Electric fencing is erected to keep human or animal intruders from crossing a boundary by administering an electric shock when the fence is touched. At low voltages, this may cause mere discomfort, but higher voltages may deliver a nasty jolt. In some very high security areas, lethal voltages may be used.
Electric fencing is usually energised by a mains supply, but in remote locations, lead-acid battery packs may be used. A fence in good condition does not consume much electricity and a battery pack may last several weeks before it needs to be recharged. A maintenance-free option is to have batteries that are charged by solar power. A typical low-impedance fence works by charging a capacitor, which releases its charge when the fence is touched. An electric fence may be fitted with devices that indicate an alarm condition, like a flashing warning light or an audible alarm.
Mostly, smooth or braided steel wire is used for electric fencing, but rope-like, woven fencing materials are also available; these are usually interwoven with fine, stainless steel conducting wire. Occasionally, barbed wire fences or webbing may be electrified, although a danger exists that someone could become entangled in the material.

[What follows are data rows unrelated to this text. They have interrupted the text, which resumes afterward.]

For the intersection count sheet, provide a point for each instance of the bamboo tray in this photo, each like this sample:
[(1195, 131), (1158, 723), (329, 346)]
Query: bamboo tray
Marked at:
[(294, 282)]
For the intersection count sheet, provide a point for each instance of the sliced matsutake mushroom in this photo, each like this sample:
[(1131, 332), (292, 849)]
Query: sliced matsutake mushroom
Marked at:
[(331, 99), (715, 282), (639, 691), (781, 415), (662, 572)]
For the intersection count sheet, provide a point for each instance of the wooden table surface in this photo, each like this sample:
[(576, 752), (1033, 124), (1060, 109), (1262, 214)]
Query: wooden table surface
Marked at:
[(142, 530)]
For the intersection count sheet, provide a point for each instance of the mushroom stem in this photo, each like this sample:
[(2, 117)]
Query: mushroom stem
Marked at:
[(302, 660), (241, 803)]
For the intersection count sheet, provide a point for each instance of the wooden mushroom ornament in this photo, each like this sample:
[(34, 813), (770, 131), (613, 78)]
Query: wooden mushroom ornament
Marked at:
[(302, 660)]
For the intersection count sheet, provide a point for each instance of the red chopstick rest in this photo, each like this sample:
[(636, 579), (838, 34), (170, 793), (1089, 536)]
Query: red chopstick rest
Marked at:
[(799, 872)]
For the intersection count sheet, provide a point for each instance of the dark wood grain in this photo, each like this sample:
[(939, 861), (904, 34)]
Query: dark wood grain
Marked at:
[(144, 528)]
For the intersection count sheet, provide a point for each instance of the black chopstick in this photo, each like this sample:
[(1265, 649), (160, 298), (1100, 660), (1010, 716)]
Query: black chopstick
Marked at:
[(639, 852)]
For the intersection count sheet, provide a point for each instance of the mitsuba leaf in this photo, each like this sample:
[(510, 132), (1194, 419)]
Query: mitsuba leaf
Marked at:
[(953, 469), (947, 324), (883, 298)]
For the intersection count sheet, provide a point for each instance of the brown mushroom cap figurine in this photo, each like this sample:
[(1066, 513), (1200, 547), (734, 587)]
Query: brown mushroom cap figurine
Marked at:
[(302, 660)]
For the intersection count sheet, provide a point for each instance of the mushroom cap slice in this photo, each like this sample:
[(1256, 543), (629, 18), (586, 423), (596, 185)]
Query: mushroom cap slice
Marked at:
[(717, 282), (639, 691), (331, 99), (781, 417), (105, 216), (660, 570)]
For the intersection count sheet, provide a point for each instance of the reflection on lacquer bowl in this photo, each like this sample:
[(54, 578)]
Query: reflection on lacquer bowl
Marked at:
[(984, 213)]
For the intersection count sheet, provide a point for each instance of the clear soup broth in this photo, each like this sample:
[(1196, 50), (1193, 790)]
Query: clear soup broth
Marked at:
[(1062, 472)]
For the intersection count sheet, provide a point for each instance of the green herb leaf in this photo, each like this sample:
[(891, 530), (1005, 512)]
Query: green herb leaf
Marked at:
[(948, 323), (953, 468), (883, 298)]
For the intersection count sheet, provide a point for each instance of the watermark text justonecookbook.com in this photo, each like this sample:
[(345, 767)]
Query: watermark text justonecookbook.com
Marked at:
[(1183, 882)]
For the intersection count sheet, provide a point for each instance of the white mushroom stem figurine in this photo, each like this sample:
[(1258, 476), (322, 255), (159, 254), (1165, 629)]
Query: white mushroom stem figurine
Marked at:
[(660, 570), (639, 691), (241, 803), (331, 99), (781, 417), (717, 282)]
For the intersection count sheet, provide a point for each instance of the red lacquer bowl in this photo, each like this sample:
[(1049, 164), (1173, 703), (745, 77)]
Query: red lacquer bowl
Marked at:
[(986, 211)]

Electric fencing material should be insulated from the earth or from any other material that are flammable, may conduct electricity or could cause a short circuit. The wire holders are usually non-conductive porcelain, powder-coated, galvanised or aluminium.
Common uses for electric fencing may be to keep wildlife inside game reserves. It may be used on farms to keep livestock in their camps while keeping wild animals out. Businesses, private residences and security complexes fit electric fencing to keep out intruders.